Unnamed: 0,customer_id,channel,cost,conversion_rate,revenue
0,1,referral,8.320327,0.123145,4199
1,2,paid advertising,30.450327,0.016341,3410
2,3,email marketing,5.246263,0.043822,3164
3,4,social media,9.546326,0.167592,1520
4,5,referral,8.320327,0.123145,2419


In [4]:
# Let’s start by visualizing the distribution of acquisition cost and revenue generated by the customer using histograms:

fig = px.histogram(data, x="cost", nbins=20, title='Distribution of Acquisition Cost')

fig.show()

In [5]:
fig = px.histogram(data, x="revenue", nbins=20, title='Distribution of Revenue')

fig.show()

In [6]:
# Now let’s compare the cost of acquisition across different channels and identify the most and least profitable channels:


cost_by_channel = data.groupby('channel')['cost'].mean().reset_index()


In [7]:
fig = px.bar(cost_by_channel, x='channel', y='cost', title='Customer Acquisition Cost by Channel')

fig.show()

So paid advertisement is the most expensive channel, and email marketing is the least expensive channel.

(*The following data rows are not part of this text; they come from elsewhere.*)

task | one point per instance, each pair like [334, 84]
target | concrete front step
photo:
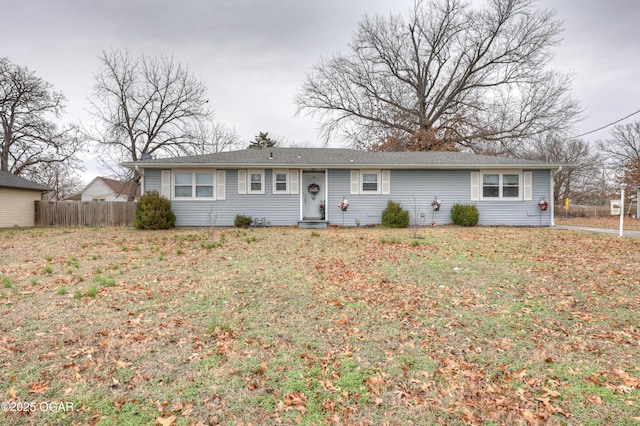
[313, 224]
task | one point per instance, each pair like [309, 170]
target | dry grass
[610, 222]
[343, 326]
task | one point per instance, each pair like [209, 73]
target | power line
[605, 126]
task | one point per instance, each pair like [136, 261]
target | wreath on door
[313, 190]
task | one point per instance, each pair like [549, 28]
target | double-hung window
[193, 185]
[370, 182]
[497, 185]
[281, 181]
[256, 182]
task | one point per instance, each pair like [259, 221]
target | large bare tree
[30, 139]
[146, 105]
[444, 77]
[623, 152]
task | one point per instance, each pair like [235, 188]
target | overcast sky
[253, 54]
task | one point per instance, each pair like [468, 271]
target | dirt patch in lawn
[338, 326]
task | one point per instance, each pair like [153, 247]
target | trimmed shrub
[394, 216]
[242, 221]
[464, 214]
[154, 212]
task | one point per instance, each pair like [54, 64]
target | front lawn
[339, 326]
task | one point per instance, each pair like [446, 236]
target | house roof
[9, 180]
[342, 158]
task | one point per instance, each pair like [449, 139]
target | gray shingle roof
[9, 180]
[342, 158]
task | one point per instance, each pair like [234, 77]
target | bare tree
[30, 140]
[146, 106]
[448, 73]
[581, 177]
[623, 152]
[62, 178]
[212, 136]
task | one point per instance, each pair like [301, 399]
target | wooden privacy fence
[84, 213]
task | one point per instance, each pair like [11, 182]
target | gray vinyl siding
[277, 209]
[519, 213]
[152, 181]
[415, 190]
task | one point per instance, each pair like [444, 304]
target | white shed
[17, 196]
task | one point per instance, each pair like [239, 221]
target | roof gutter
[141, 166]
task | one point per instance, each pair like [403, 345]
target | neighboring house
[105, 189]
[286, 186]
[17, 196]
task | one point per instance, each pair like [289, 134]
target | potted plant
[543, 204]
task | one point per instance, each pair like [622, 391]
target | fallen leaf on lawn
[120, 364]
[12, 393]
[594, 399]
[39, 387]
[166, 421]
[549, 392]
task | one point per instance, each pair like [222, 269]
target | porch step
[313, 224]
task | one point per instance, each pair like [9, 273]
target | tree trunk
[134, 185]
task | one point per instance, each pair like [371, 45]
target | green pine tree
[262, 140]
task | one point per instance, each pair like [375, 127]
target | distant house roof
[341, 158]
[9, 180]
[118, 187]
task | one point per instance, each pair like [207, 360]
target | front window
[183, 185]
[369, 182]
[280, 181]
[204, 185]
[193, 185]
[510, 186]
[256, 181]
[501, 185]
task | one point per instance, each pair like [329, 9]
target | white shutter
[165, 184]
[475, 186]
[221, 185]
[355, 181]
[386, 182]
[242, 181]
[528, 185]
[294, 182]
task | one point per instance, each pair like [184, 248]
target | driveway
[629, 234]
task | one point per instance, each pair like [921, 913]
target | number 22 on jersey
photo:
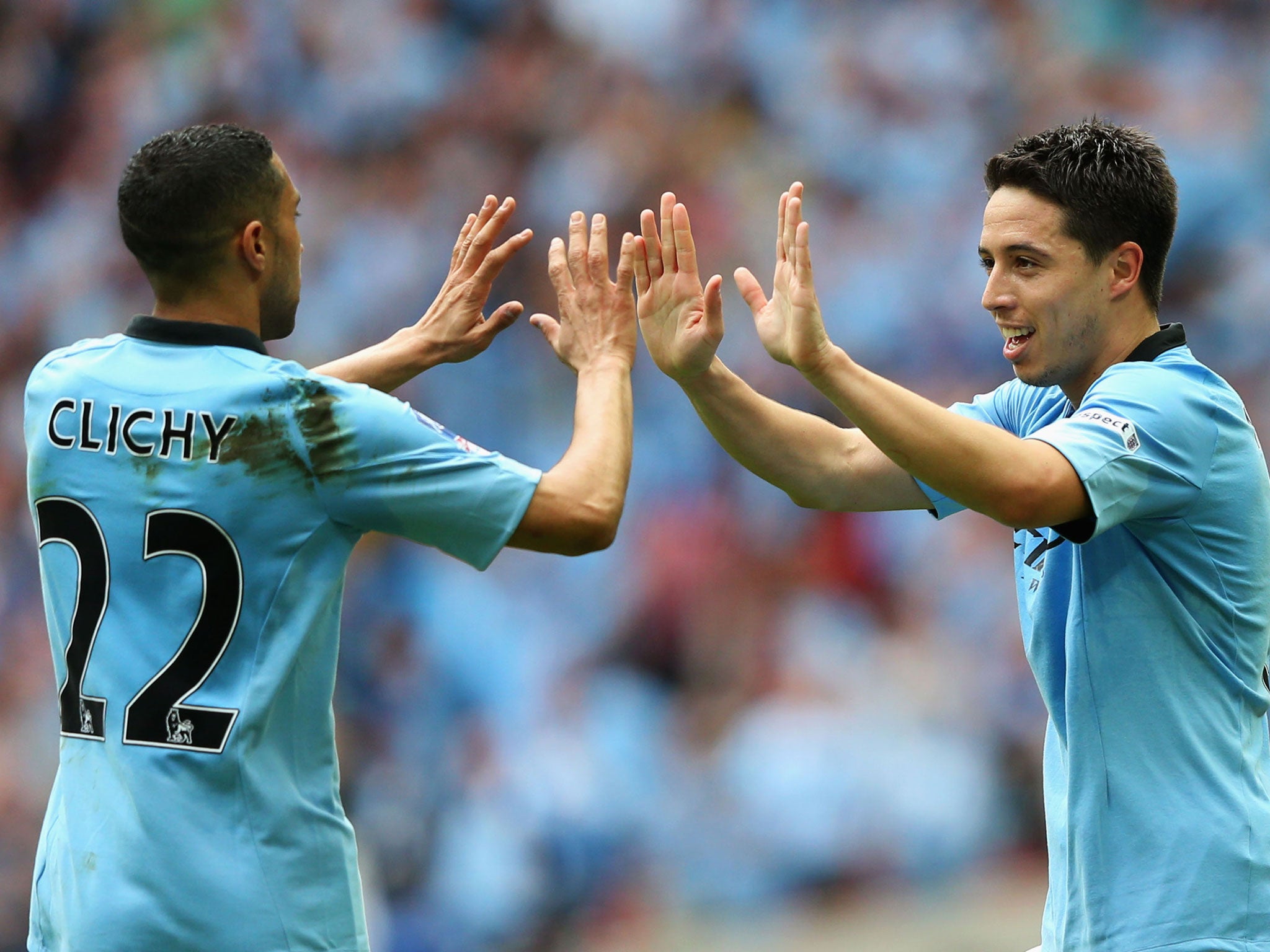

Now let’s see which channels are most and least effective at converting customers:


In [8]:
conversion_by_channel = data.groupby('channel')['conversion_rate'].mean().reset_index()


In [9]:
fig = px.bar(conversion_by_channel, x='channel', y='conversion_rate', title='Conversion Rate by Channel')

fig.show()

Social media is the most effective channel for converting customers, while paid advertising is the least effective.

Now let’s calculate the total revenue by channel and have a look at the most and least profitable channels in terms of generating revenue:

In [10]:
revenue_by_channel = data.groupby('channel')['revenue'].sum().reset_index()


In [11]:
fig = px.pie(revenue_by_channel, values='revenue',
             names='channel', title='Total Revenue by Channel',
             hole=0.6, color_discrete_sequence=px.colors.qualitative.Pastel)

fig.show()

So email marketing is the most profitable channel in terms of generating revenue.

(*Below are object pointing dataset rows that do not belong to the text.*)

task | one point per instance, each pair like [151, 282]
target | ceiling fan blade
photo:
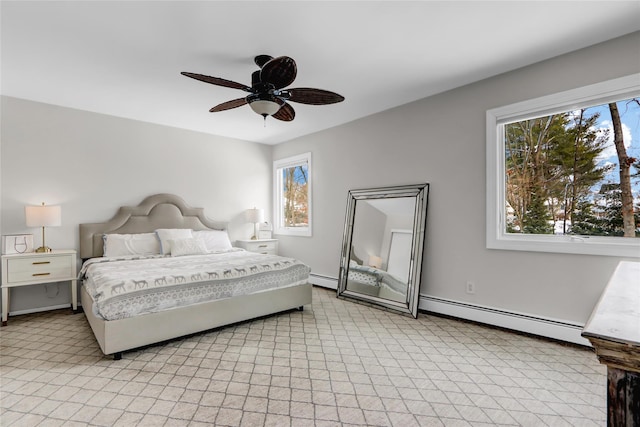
[280, 72]
[260, 60]
[234, 103]
[286, 113]
[217, 81]
[307, 95]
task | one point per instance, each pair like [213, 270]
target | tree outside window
[292, 200]
[563, 171]
[574, 173]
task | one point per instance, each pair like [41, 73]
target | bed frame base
[117, 336]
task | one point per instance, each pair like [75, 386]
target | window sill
[583, 245]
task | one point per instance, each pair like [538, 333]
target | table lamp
[43, 216]
[255, 216]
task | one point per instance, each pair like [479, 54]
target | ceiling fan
[267, 95]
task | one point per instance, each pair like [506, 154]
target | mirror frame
[421, 193]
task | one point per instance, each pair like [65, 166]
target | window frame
[278, 207]
[496, 118]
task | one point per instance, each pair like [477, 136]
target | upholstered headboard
[157, 211]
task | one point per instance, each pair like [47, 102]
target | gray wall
[441, 140]
[91, 163]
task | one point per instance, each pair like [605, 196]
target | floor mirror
[383, 245]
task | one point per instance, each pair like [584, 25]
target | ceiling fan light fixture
[264, 107]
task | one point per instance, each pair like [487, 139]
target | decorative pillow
[180, 247]
[166, 234]
[130, 244]
[214, 240]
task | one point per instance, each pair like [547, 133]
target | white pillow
[130, 244]
[180, 247]
[214, 240]
[166, 234]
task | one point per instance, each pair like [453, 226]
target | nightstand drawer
[269, 247]
[39, 268]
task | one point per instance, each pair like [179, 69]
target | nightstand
[262, 246]
[36, 268]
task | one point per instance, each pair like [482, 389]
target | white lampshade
[375, 261]
[255, 215]
[43, 216]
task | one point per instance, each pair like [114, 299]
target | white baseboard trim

But there’s not a huge difference between the percentages of revenue generation from all the channels to call any channel the least profitable channel.

Now let’s calculate the return on investment (ROI) for each channel:

In [12]:
data['roi'] = data['revenue'] / data['cost']

In [13]:
roi_by_channel = data.groupby('channel')['roi'].mean().reset_index()

In [14]:
fig = px.bar(roi_by_channel,
             x='channel',
             y='roi', title='Return on Investment (ROI) by Channel')
fig.show()

The ROI from email marketing is way higher than all other channels, while the ROI from paid advertising is the lowest.

Now let’s calculate the customer lifetime value from each channel. Based on the data we have, we can use the formula mentioned below to calculate CLTV:

CLTV = (revenue – cost) * conversion_rate / cost

In [15]:
data['cltv'] = (data['revenue'] - data['cost']) * data['conversion_rate'] / data['cost']

In [16]:
channel_cltv = data.groupby('channel')['cltv'].mean().reset_index()

In [17]:
fig = px.bar(channel_cltv, x='channel', y='cltv', color='channel',
             title='Customer Lifetime Value by Channel')

fig.update_xaxes(title='Channel')
fig.update_yaxes(title='CLTV')

fig.show()

So the customer lifetime value from Social Media and the referral channels is the highest.